Veritas™ Microplate Luminometer Method for

Promega Dual-Glo™ Luciferase

1. INTRODUCTION

The Turner BioSystems' Veritas™ Microplate Luminometer in combination with Promega's Dual-Glo Luciferase Assay kit provides a convenient, rapid, and sensitive procedure for quantifying gene expression. Transcriptional regulation, coupled to the expression of a luciferase reporter gene, is regularly used to study a wide range of biological events in cultured cells. Luciferase is an ideal reporter because of the absence of endogenous luciferase activity in mammalian cells and the functional enzyme is created immediately upon translation1,2.
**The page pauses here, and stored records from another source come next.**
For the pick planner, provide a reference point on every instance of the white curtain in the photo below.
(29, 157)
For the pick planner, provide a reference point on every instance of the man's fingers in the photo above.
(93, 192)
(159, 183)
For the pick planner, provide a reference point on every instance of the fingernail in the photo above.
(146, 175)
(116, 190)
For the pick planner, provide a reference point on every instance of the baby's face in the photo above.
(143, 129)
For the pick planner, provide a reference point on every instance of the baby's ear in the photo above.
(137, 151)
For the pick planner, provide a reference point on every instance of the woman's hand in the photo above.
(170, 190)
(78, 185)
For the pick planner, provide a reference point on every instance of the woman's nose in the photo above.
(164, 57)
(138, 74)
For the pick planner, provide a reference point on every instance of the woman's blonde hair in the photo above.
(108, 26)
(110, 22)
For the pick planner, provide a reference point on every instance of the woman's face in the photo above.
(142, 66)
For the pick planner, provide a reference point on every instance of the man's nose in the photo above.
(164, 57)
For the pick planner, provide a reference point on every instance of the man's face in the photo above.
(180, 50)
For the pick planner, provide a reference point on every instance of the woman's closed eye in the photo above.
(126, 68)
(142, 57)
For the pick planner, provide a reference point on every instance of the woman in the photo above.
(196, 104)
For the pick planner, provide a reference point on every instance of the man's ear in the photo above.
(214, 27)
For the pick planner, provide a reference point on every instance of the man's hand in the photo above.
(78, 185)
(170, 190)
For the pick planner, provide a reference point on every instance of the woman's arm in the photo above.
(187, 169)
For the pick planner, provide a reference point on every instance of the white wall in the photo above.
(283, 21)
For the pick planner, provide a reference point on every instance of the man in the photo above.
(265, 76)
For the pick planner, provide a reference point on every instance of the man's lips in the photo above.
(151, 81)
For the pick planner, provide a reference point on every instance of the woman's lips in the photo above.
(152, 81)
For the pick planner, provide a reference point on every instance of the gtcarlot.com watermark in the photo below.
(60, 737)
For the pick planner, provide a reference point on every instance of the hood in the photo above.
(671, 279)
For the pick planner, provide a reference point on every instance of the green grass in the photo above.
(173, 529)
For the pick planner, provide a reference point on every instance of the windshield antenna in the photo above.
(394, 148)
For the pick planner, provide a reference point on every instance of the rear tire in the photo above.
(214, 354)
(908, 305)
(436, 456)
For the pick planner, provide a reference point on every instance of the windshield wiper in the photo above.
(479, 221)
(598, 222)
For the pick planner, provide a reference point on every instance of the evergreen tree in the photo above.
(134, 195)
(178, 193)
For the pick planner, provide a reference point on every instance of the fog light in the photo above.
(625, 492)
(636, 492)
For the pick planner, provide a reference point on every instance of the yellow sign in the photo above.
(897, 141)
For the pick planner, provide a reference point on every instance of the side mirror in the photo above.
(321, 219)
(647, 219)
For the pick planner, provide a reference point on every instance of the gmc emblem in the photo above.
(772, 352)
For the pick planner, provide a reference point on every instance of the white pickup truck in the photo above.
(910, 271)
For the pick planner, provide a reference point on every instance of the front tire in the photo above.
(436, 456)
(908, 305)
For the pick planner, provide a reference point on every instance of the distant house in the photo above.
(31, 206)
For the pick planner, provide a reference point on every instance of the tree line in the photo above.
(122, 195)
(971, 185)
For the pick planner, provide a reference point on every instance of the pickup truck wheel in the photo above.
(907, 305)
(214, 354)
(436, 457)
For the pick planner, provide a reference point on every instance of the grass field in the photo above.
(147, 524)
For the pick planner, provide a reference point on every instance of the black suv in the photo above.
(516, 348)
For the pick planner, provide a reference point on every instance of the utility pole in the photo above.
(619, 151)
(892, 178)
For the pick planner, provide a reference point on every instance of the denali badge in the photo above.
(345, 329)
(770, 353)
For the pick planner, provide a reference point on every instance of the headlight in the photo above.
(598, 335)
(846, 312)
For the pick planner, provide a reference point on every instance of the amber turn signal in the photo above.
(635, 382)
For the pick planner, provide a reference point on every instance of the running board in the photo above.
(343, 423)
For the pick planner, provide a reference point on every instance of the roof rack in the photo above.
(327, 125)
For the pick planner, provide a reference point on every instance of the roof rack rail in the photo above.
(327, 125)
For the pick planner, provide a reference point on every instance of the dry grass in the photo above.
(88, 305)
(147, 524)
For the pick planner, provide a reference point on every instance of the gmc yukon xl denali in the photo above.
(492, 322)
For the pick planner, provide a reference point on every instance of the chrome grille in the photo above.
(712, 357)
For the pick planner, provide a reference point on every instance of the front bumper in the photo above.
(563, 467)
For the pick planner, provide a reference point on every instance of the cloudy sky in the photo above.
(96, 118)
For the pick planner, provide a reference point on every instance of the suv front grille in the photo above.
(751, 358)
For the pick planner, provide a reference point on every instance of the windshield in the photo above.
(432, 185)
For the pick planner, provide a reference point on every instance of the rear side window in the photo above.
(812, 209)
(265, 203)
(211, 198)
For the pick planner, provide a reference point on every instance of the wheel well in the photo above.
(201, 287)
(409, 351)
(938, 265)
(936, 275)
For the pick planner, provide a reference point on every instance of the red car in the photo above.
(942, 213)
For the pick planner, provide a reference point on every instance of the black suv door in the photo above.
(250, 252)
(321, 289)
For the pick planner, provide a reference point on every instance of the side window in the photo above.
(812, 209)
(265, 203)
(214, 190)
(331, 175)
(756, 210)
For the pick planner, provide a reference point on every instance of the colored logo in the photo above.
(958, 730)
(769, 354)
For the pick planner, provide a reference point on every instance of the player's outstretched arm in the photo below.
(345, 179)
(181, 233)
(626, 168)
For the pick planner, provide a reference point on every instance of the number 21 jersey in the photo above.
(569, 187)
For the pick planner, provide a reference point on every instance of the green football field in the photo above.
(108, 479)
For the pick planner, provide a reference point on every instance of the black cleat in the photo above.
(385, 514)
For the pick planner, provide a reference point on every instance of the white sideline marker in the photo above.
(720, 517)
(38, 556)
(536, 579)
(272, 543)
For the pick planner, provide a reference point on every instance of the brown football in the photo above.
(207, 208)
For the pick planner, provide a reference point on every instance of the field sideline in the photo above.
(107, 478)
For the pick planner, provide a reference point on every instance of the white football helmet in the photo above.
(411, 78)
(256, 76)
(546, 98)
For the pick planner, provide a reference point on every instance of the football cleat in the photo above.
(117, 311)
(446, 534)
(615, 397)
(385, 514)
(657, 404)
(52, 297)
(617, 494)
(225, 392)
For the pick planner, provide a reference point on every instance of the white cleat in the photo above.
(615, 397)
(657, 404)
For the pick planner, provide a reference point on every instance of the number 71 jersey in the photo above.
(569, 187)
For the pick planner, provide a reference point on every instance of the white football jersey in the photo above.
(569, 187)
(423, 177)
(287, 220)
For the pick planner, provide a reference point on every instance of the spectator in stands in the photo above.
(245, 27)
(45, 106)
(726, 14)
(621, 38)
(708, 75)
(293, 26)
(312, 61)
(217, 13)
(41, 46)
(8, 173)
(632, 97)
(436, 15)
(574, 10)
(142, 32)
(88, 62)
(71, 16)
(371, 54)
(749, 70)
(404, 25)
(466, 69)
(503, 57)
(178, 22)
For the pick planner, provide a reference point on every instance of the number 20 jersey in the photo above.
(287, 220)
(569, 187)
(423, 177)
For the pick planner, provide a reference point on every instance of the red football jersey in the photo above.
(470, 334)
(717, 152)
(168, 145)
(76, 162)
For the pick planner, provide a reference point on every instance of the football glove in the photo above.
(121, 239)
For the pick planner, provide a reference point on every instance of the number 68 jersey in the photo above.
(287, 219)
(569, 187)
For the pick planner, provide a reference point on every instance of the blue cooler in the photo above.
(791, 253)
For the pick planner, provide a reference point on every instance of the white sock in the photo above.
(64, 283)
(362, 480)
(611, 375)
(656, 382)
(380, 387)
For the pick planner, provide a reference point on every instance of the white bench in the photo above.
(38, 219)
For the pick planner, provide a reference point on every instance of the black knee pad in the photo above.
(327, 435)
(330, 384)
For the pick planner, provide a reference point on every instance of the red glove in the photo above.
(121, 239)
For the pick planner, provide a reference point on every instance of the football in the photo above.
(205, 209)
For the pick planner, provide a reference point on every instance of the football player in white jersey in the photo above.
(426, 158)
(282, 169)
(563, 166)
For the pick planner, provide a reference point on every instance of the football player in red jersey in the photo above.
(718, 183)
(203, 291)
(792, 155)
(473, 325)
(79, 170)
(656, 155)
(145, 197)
The Dual-Glo™ Assay System contains two different luciferase reporter enzymes that are expressed simultaneously in each cell. Typically, the experimental reporter is correlated with the effect of specific experimental conditions, while the activity of the co-transfected "control" reporter gene provides an internal control, which serves as the baseline response. Normalizing the experimental reporter gene to the activity of an internal control minimizes the variability caused by differences in cell viability and transfection efficiency. Thus, dual reporter assays allow for more reliable interpretation of the experimental data by reducing extraneous influences. The experimental and control luciferase enzymes used in the Dual-Glo™ Luciferase Assay have distinct evolutionary origins. The firefly luciferase and the Renilla (sea pansy) luciferase can discriminate between their respective bioluminescent substrates and do not cross-activate.

The firefly and Renilla substrates maximize the sensitivity of the assay reagent and still provide a long-lasting luminescent signal. This system is widely used in the pharmaceutical and biotechnology industries because of the superior light generation and high signal to noise ratio. The Dual-Glo Reagents are compatible with commonly used culture media for mammalian cells including RPMI 1640, MEMa, DMEM, and Ham's F12.

The highly sensitive Veritas™ Microplate Luminometer is particularly suited for the Dual-Glo™ Luciferase Assay. The Veritas™ Microplate Luminometer can detect as little as 1X10-18 moles firefly luciferase enzyme using Dual-Glo™ Reagent and 1X10-17 moles Renilla enzyme using Stop & Glo® Reagent. Measurements are linear for more than 7 and 5 orders of magnitude for firefly and Renilla substrates, respectively. All tests were conducted using purified recombinant firefly luciferase enzyme (Promega Catalog# E1701) and purified Renilla recombinant enzyme (Chemicon Catalog# 4400).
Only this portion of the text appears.